Warren's post set off howls of protest among conservatives, with right-wing podcaster Megyn Kelly calling her "so gross" and demanding she admit out loud that "Trump did it," and Sen. Mike Lee (R-UT) saying, "Perhaps the words you’re looking for are ‘thank you, President Trump."

But Vance made his attack even more personal.

“The president told me he did this on Indigenous Peoples Day in honor of you," the vice president posted.

Trump has slurred the senator as "Pocahontas" for nearly his entire political career, in apparent reference to her claim to have Native American heritage.

Warren claimed partial Native American heritage while teaching at the University of Pennsylvania and Harvard law schools decades ago, which Trump and other conservatives mocked as untrue.

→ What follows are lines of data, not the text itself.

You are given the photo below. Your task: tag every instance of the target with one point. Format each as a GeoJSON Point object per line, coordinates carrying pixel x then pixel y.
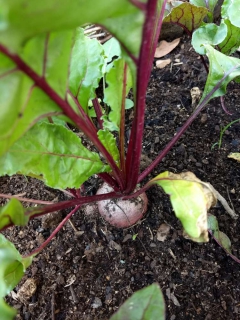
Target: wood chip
{"type": "Point", "coordinates": [165, 47]}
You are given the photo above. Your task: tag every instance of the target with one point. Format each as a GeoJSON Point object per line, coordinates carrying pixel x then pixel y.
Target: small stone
{"type": "Point", "coordinates": [204, 118]}
{"type": "Point", "coordinates": [97, 303]}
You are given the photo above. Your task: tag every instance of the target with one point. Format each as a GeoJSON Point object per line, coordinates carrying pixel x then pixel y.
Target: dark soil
{"type": "Point", "coordinates": [89, 274]}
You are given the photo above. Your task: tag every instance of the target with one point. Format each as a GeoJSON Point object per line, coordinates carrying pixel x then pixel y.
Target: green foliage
{"type": "Point", "coordinates": [187, 15]}
{"type": "Point", "coordinates": [114, 96]}
{"type": "Point", "coordinates": [111, 49]}
{"type": "Point", "coordinates": [53, 154]}
{"type": "Point", "coordinates": [221, 67]}
{"type": "Point", "coordinates": [12, 212]}
{"type": "Point", "coordinates": [210, 4]}
{"type": "Point", "coordinates": [230, 10]}
{"type": "Point", "coordinates": [19, 21]}
{"type": "Point", "coordinates": [12, 269]}
{"type": "Point", "coordinates": [86, 68]}
{"type": "Point", "coordinates": [145, 304]}
{"type": "Point", "coordinates": [109, 142]}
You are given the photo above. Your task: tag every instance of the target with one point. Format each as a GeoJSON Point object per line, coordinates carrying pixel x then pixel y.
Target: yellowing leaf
{"type": "Point", "coordinates": [190, 198]}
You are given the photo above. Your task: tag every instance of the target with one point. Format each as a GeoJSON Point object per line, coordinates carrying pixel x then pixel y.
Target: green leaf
{"type": "Point", "coordinates": [114, 92]}
{"type": "Point", "coordinates": [187, 16]}
{"type": "Point", "coordinates": [209, 34]}
{"type": "Point", "coordinates": [232, 41]}
{"type": "Point", "coordinates": [53, 153]}
{"type": "Point", "coordinates": [86, 68]}
{"type": "Point", "coordinates": [23, 19]}
{"type": "Point", "coordinates": [220, 65]}
{"type": "Point", "coordinates": [12, 268]}
{"type": "Point", "coordinates": [190, 200]}
{"type": "Point", "coordinates": [210, 4]}
{"type": "Point", "coordinates": [145, 304]}
{"type": "Point", "coordinates": [221, 237]}
{"type": "Point", "coordinates": [7, 313]}
{"type": "Point", "coordinates": [12, 212]}
{"type": "Point", "coordinates": [109, 142]}
{"type": "Point", "coordinates": [23, 104]}
{"type": "Point", "coordinates": [230, 10]}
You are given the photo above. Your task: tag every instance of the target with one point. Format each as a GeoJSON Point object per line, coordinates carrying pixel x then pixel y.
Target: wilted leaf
{"type": "Point", "coordinates": [190, 198]}
{"type": "Point", "coordinates": [162, 63]}
{"type": "Point", "coordinates": [235, 156]}
{"type": "Point", "coordinates": [165, 47]}
{"type": "Point", "coordinates": [145, 304]}
{"type": "Point", "coordinates": [187, 16]}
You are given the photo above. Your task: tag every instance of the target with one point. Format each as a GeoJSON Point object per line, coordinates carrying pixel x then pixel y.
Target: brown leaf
{"type": "Point", "coordinates": [162, 63]}
{"type": "Point", "coordinates": [165, 47]}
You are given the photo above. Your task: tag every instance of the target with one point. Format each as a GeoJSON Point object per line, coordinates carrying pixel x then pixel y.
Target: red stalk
{"type": "Point", "coordinates": [153, 21]}
{"type": "Point", "coordinates": [98, 111]}
{"type": "Point", "coordinates": [122, 124]}
{"type": "Point", "coordinates": [59, 227]}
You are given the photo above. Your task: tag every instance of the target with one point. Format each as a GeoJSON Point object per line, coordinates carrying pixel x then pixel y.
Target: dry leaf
{"type": "Point", "coordinates": [165, 47]}
{"type": "Point", "coordinates": [162, 63]}
{"type": "Point", "coordinates": [162, 232]}
{"type": "Point", "coordinates": [235, 156]}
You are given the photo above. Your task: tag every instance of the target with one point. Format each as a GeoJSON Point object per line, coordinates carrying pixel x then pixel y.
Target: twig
{"type": "Point", "coordinates": [230, 200]}
{"type": "Point", "coordinates": [6, 196]}
{"type": "Point", "coordinates": [72, 225]}
{"type": "Point", "coordinates": [73, 294]}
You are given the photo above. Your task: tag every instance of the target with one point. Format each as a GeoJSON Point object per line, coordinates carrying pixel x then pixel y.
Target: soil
{"type": "Point", "coordinates": [88, 271]}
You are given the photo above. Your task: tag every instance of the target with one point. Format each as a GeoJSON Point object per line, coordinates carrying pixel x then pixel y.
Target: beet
{"type": "Point", "coordinates": [122, 213]}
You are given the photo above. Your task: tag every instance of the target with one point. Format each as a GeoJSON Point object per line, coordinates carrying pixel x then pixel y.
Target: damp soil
{"type": "Point", "coordinates": [90, 268]}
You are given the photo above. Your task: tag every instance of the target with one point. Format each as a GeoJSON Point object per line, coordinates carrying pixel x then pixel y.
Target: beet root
{"type": "Point", "coordinates": [122, 213]}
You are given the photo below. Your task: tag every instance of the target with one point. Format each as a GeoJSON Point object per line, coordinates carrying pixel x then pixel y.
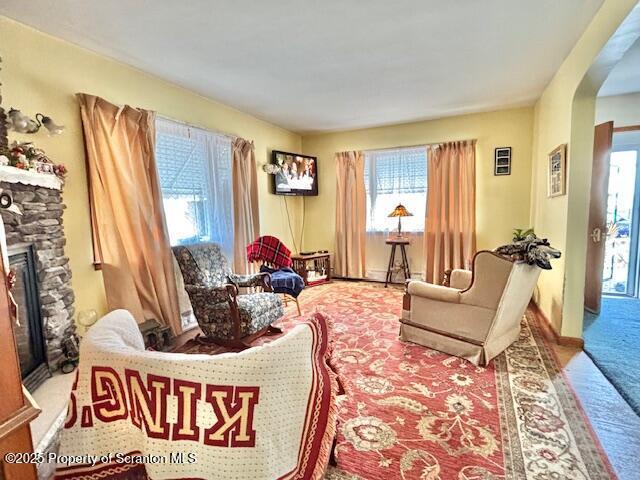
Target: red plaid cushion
{"type": "Point", "coordinates": [270, 250]}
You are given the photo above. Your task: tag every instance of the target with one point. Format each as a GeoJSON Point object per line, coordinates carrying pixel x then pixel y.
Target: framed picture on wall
{"type": "Point", "coordinates": [502, 161]}
{"type": "Point", "coordinates": [558, 171]}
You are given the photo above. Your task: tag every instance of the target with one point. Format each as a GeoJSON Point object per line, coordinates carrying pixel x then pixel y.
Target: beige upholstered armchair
{"type": "Point", "coordinates": [478, 316]}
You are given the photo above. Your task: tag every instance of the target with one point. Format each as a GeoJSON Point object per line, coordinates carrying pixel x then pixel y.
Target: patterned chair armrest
{"type": "Point", "coordinates": [211, 295]}
{"type": "Point", "coordinates": [262, 279]}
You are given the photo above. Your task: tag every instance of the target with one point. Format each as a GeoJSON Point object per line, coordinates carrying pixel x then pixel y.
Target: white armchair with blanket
{"type": "Point", "coordinates": [478, 315]}
{"type": "Point", "coordinates": [266, 412]}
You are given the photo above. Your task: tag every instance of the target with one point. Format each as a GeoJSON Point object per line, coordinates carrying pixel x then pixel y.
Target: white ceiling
{"type": "Point", "coordinates": [625, 76]}
{"type": "Point", "coordinates": [320, 65]}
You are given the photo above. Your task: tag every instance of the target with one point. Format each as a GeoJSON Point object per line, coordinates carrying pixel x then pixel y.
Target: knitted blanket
{"type": "Point", "coordinates": [265, 413]}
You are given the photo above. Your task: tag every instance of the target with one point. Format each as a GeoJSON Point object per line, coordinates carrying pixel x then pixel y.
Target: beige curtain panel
{"type": "Point", "coordinates": [450, 226]}
{"type": "Point", "coordinates": [350, 215]}
{"type": "Point", "coordinates": [128, 223]}
{"type": "Point", "coordinates": [246, 220]}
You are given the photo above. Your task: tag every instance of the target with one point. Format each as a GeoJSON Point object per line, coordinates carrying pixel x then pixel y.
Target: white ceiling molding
{"type": "Point", "coordinates": [332, 65]}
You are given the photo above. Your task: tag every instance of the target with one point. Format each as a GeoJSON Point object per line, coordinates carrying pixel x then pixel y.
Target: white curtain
{"type": "Point", "coordinates": [394, 176]}
{"type": "Point", "coordinates": [195, 176]}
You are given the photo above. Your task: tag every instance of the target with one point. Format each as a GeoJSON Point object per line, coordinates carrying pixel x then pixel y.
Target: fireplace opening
{"type": "Point", "coordinates": [32, 348]}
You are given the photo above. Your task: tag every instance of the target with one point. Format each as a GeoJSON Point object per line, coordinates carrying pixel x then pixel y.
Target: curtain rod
{"type": "Point", "coordinates": [434, 144]}
{"type": "Point", "coordinates": [197, 127]}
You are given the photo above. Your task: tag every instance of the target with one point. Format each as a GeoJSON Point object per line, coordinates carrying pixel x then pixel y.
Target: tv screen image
{"type": "Point", "coordinates": [296, 175]}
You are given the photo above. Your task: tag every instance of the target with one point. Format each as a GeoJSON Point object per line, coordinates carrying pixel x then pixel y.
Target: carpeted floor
{"type": "Point", "coordinates": [414, 413]}
{"type": "Point", "coordinates": [612, 340]}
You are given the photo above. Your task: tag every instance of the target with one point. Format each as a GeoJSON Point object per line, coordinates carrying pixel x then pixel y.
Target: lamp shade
{"type": "Point", "coordinates": [400, 211]}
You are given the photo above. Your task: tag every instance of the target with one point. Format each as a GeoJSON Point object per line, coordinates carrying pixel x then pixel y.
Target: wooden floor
{"type": "Point", "coordinates": [615, 423]}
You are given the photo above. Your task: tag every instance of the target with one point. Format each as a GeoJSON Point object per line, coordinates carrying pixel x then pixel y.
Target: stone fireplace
{"type": "Point", "coordinates": [35, 242]}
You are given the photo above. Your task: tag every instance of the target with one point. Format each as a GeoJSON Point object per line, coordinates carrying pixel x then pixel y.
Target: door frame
{"type": "Point", "coordinates": [633, 278]}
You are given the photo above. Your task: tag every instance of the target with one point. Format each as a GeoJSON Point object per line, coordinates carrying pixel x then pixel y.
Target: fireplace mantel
{"type": "Point", "coordinates": [27, 177]}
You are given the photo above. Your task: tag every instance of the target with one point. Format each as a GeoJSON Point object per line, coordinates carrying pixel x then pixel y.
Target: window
{"type": "Point", "coordinates": [391, 177]}
{"type": "Point", "coordinates": [195, 178]}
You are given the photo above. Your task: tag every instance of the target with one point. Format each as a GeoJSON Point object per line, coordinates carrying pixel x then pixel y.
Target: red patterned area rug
{"type": "Point", "coordinates": [413, 413]}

She released DNA test results in 2018 showing she had Native American ancestry dating back six to 10 generations.

Trump insisted the results were "bogus" at the time, and Warren eventually issued an apology to the Cherokee Nation after its leaders issued a statement saying that "using a DNA test to lay claim to any connection to the Cherokee Nation or any tribal nation, even vaguely, is inappropriate and wrong."

The president actually rolled back Joe Biden's 2021 presidential proclamation of Indigenous People’s Day last week, with his own declaration restoring the second Monday in October as Columbus Day to honor Christopher Columbus as a “giant of Western civilization.”